PUBLIC
HEARING ON THE NYS RETURNABLE CONTAINER ACT
Assembly Committee on Environmental Conservation
Albany NY, March 10, 2003
Chairman DiNapoli, Honorable Members of the Committee, thank you for the privilege
of appearing here today.
Like many of the speakers who testify at hearings like this, I represent a special
interest group. Our special interest is the well-being of 5,000 neighborhood
mini-marts and convenience stores, many of them independent, family-run enterprises,
from Glens Falls to Great Neck.
Four
million New Yorkers, including some in this room, will visit one of our stores
during the next 24 hours to pick up a cup of coffee, a newspaper, a pack of
cigarettes, a lottery ticket, a tank of gas -- God help them -- or some other
item.
Convenience
stores also sell beer and soft drinks, which are subject to the nickel deposit,
and iced tea, sports drinks, bottled water, and other non-carbonated beverages,
which are currently exempt but would require a deposit under the proposed law.
As business owners, parents and citizens, we share the commitment of New York State and its communities to recycling. But as the folks who get stuck with the labor costs, space requirements, and mess of physically handling and storing returnable, often unrinsed carbonated beverage containers, we have a different perspective on the idea of expanding the bottle bill.
For smaller stores with limited space and limited staff, redemption and storage
of bottles and cans is a nuisance. Expanding the deposit law to non-carbonated
beverages would make it a nightmare.
First,
with limited space and limited volume, smaller stores do not have the reverse
vending machines for accepting returnable bottles and cans that you may see
in supermarkets. In our stores, real, live employees handle returnables, and
it costs money.
Let's
assume a clerk's wages, employer taxes and benefits cost the store Nine Dollars
per hour. You come in to redeem an empty six-pack of Pepsi. The transaction
takes the clerk three minutes, and she spends another three minutes making sure
the empties are clean and placing them in a holding bin in the back room. That's
six minutes, or a labor cost of Ninety Cents, for Six cans, or Fifteen Cents
per can. Under the bottle bill, the store receives a handling fee of Two Cents
per redeemed can, a fraction of the actual handling cost. So it's a losing proposition.
And increasing by one-third the quantity of used bottles and cans you would
have to handle and store makes it more of a losing proposition.
The second issue is the potential sanitation hazard. Many smaller stores now rely on food service as a
major
product category, under license from the state Department of Agriculture and
Markets. When you leave empty soda or juice cans sitting around your house in
mid-August, what do they attract? Now imagine if you left three or four 32-gallon
garbage bags full of empty soda and juice cans sitting around in a hallway.
Expand the bottle bill, and that's what you're likely to find in the tiny back
room of smaller stores, just steps away from the food counter.
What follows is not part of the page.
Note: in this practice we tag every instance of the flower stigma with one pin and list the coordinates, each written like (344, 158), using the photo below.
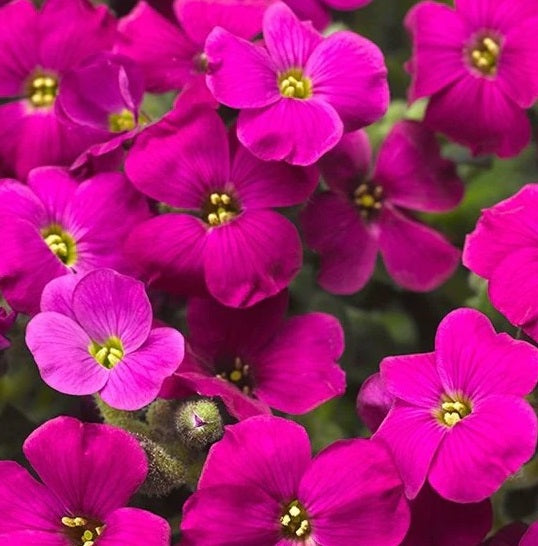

The last thing
we need in a store that sells sandwiches or pizza or salads is an extra attraction
for rodents, insects, and germs, especially during the summer.
Beyond the four walls of our stores, we see other questions surrounding a bigger bottle bill. If the State needs unclaimed deposits for operating revenue, doesn't that nickel, or dime, become more of a tax than a deposit?
How
would it affect existing municipal recycling programs? Would the reduction in
the number of bottles and cans in their recycling streams have a positive or
negative effect on the economic viability of those programs?
And
a word about fairness. In some parts of New York, our members operate down the
road, or even right across the street from, a competing store operated by a
Native American tribe. More often than not, when you buy a soft drink at a tribal
store, you will not be charged the nickel deposit, because tribes typically
claim immunity from state laws. If you increase the deposit to a dime as has
been suggested, then you're effectively granting those competitors a price advantage
of ten cents. If a bottle of Coke sells for One Dollar, that's a Ten Percent
differential. If a dime is sufficient to deter people from littering, it's also
enough to influence their choice of where to buy. When they choose to buy outside
the reach of the bottle bill, not only does it cost us business, but the policy
goal behind the deposit law is thwarted.
If
ultimately the Legislature decides to pursue expansion of the bottle bill in
spite of the doubts and potential consequences, NYACS would strongly recommend
exploring an alternative to requiring retail stores to redeem deposit containers
-- specifically, establishing a network of centralized redemption centers. Most
retailers I work with would gladly relinquish the two-cent handling fee in exchange
for being relieved of the costs, logistical headaches and sanitation risks.
Beneath
the veneer of "bigger is better" rhetoric, there are many layers to
the bottle bill issue that deserve closer scrutiny. Until these ramifications
are fully examined and addressed, our Association remains opposed to expanding
this law.
Thank you again for the opportunity to be heard.